Quintiles for the 2014 income breakdown are the quintiles of the tax microsimulation model for that year. The income definition used to find the percentiles is one that includes capital gains income, but the quintiles are similar to U.S. Census quintiles. The income definition of the tax filers used to locate them in the quintile break-out is the U.S. Census quintile income definition (which excludes capital gains income). The marginal effective tax rates shown for the filers do not include capital gains taxes; they are marginal effective tax rates for non-capital gains income, which includes salary and wages, dividends, and business income. The tax rate includes payroll taxes and the self-employment tax.
 Sixty-four percent of those households filing individual tax forms with Aggregate Gross Income above $250,000 in 2002 filed a Schedule C sole proprietor tax form or filed as a partnership or S-Corp, according to IRS Statistics of Income data.

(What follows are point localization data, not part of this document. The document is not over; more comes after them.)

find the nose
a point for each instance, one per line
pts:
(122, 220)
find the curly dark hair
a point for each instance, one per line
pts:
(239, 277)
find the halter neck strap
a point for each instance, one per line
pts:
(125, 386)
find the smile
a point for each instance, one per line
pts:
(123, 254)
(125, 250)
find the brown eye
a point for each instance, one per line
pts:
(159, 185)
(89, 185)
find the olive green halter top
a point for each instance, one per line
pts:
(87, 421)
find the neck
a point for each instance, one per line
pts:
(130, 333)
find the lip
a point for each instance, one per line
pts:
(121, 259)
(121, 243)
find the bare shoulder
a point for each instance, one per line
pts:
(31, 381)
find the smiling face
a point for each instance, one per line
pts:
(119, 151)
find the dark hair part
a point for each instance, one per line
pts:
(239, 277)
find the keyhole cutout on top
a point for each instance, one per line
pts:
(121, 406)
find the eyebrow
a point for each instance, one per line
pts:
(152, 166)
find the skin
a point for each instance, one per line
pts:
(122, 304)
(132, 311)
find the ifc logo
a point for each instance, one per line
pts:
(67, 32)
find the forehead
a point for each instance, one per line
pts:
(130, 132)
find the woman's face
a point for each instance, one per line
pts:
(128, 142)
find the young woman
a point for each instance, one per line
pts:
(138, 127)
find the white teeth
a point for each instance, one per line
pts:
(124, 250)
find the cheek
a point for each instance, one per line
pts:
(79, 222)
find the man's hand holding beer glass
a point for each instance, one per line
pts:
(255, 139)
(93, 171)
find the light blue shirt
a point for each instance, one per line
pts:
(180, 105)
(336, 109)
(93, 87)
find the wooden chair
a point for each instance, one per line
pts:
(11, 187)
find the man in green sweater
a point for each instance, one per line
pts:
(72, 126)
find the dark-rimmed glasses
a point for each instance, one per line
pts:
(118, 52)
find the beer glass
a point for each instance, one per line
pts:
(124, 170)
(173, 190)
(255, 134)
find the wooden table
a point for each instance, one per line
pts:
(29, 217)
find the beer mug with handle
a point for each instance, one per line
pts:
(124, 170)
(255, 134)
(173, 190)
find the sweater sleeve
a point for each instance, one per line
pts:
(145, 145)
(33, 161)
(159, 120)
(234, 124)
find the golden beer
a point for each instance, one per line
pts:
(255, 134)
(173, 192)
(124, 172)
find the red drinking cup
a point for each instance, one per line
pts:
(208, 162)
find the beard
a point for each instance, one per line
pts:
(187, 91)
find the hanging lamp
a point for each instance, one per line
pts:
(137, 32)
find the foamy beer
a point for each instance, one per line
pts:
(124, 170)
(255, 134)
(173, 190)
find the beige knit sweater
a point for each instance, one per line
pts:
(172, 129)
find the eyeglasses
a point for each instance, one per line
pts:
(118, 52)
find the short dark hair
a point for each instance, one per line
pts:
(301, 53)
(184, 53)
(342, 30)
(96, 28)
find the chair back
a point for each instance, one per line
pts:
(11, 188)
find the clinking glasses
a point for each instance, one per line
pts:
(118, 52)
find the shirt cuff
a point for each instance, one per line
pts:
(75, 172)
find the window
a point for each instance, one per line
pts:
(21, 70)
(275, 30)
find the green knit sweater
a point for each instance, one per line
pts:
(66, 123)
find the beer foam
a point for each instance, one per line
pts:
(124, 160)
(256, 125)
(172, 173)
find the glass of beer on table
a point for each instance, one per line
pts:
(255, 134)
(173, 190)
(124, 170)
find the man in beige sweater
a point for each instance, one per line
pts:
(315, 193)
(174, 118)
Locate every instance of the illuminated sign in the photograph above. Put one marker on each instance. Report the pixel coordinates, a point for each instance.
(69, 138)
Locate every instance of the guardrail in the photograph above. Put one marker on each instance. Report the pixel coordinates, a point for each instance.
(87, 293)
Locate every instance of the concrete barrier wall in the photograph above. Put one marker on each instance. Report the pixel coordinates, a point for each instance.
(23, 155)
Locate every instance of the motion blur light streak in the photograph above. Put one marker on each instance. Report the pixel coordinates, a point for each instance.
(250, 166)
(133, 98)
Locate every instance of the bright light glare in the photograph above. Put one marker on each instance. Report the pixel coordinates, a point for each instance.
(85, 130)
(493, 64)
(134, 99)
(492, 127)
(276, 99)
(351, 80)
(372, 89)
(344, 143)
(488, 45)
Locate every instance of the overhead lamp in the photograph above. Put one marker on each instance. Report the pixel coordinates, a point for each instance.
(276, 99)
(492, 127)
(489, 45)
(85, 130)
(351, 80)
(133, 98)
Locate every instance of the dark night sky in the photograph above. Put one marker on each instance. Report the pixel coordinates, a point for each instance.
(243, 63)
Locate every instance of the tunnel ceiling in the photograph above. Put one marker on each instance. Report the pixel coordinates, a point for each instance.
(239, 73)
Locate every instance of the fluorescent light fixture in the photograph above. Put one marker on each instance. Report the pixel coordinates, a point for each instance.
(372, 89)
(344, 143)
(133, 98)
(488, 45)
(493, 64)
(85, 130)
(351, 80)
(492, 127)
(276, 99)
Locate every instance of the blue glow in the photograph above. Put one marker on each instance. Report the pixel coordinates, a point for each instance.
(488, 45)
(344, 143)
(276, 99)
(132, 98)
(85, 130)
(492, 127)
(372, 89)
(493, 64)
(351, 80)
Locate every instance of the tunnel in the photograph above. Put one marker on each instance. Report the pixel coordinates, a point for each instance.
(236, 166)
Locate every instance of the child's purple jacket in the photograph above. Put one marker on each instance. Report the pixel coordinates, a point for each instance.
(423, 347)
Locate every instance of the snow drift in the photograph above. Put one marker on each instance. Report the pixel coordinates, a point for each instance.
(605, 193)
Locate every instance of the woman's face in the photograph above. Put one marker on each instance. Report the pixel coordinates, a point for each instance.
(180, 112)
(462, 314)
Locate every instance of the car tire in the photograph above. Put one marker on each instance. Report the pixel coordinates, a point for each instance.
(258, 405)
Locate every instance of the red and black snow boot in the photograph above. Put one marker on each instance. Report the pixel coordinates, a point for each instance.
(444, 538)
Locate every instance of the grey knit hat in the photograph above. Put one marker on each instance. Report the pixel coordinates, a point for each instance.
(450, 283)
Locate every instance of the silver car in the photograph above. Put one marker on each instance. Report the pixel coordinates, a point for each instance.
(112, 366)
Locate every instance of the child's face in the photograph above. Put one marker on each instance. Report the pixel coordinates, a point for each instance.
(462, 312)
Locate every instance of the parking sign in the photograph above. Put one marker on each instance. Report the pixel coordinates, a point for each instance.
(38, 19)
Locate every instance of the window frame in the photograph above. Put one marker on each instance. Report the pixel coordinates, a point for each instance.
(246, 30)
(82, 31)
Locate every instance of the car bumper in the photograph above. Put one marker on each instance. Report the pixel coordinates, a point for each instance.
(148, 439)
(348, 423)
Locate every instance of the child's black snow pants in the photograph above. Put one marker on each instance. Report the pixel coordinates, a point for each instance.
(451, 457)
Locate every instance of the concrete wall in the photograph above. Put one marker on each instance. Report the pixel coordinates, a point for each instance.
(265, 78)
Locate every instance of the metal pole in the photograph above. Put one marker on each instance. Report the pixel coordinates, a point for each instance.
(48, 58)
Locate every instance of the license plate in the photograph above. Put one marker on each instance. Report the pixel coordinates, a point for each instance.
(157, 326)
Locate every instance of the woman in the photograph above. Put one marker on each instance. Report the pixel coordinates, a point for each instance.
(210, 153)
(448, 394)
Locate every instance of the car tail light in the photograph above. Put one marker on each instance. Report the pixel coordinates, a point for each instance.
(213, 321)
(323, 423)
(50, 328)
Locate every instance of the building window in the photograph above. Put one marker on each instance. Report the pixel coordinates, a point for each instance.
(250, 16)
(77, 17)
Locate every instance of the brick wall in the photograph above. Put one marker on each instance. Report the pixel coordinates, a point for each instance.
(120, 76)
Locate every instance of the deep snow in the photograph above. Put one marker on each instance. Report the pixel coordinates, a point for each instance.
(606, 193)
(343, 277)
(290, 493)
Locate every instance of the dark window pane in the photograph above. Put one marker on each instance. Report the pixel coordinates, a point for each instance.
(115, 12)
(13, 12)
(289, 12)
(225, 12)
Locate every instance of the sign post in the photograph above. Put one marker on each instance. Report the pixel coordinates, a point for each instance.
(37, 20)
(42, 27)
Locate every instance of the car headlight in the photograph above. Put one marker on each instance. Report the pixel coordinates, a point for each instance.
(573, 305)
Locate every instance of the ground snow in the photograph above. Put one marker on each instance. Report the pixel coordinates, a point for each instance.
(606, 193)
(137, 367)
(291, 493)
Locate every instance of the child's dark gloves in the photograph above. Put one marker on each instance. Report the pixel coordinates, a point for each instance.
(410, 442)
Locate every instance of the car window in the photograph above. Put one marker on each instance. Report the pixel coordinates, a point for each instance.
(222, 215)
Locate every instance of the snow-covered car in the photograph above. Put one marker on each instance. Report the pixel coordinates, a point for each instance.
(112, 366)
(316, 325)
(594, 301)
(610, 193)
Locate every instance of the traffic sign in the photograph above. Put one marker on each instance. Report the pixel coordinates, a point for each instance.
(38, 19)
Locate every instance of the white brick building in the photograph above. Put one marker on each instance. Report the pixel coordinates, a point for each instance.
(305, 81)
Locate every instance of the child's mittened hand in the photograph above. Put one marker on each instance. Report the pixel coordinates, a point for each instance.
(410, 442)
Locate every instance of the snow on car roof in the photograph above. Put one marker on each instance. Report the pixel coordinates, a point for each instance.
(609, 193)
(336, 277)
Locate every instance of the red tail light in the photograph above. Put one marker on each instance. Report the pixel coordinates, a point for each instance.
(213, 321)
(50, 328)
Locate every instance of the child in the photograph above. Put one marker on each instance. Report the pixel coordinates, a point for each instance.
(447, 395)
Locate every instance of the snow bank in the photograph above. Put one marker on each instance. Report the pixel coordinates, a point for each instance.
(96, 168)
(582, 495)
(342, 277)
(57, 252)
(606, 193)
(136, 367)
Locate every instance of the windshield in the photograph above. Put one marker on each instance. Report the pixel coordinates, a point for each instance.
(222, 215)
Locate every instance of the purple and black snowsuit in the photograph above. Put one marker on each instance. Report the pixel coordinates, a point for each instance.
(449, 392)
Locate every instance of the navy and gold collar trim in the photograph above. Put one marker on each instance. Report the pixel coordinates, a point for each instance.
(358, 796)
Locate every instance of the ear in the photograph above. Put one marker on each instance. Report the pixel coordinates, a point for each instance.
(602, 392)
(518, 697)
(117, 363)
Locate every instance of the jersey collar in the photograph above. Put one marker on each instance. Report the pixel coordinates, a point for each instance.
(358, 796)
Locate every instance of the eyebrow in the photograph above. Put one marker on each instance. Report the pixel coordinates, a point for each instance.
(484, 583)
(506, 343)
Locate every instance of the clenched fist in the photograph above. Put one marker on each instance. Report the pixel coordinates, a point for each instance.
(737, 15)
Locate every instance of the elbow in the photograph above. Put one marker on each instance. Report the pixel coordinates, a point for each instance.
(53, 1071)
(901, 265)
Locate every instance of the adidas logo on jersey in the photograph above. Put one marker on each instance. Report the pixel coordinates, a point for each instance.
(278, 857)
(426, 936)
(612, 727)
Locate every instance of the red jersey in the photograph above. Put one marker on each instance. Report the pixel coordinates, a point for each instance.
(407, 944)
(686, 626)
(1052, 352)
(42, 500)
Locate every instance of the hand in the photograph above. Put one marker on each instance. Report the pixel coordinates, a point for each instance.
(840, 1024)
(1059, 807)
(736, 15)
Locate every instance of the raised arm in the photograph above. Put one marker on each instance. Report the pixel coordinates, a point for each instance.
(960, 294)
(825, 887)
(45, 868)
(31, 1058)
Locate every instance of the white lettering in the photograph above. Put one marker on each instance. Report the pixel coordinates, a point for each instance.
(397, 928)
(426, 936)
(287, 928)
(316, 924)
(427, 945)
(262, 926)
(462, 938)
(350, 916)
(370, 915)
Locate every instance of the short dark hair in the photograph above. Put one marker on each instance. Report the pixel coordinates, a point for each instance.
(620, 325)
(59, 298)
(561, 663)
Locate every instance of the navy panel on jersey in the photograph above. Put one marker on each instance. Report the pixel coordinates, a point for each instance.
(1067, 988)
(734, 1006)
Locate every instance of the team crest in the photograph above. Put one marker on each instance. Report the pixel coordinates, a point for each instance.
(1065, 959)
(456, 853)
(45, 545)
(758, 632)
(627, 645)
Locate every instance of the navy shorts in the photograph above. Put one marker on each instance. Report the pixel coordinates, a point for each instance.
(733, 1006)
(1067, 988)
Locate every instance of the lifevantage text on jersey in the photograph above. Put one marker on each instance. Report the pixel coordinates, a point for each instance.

The Heritage Foundation's tax model projects that that rate will rise to 80 percent in 2008, based on trend data.
 See, for example, Len Burman and Eric Toder, "Joe the Plumber, Obama's Tax Proposals, and Small Businesses," Tax Policy Center, October 20, 2008, at http://taxvox.taxpolicycenter.org/blog/
_archives/2008/10/20/3938265.html (October 28, 2008).
 Scott A. Hodge, "Hard Numbers on Obama's Redistribution Plan," Tax Foundation, June 25, 2008, at http://www.taxfoundation.org/publications/show/23319.html (October 28, 2008).
 William M. Gentry and R. Glenn Hubbard, "‘Success Taxes,' Entrepreneurial Entry, and Innovation," NBER Working Paper No. 10551, June 2004.
 Robert Carroll, Douglas Holtz-Eakin, Mark Rider, and Harvey S. Rosen, "Entrepreneurs, Income Taxes, and Investment," NBER Working Paper No. W6374, January 1998, at http://ssrn.com/abstract=226123 (October 28, 2008). The same authors produced a follow-up study, "Personal Income Taxes and the Growth of Small Firms," NBER Working Paper No. 7980, October 2000.
 Senator Obama's tax plan includes many "refundable tax credits." Tax filers who pay nothing in taxes can receive these credits anyway, making them more akin to welfare spending than tax cuts.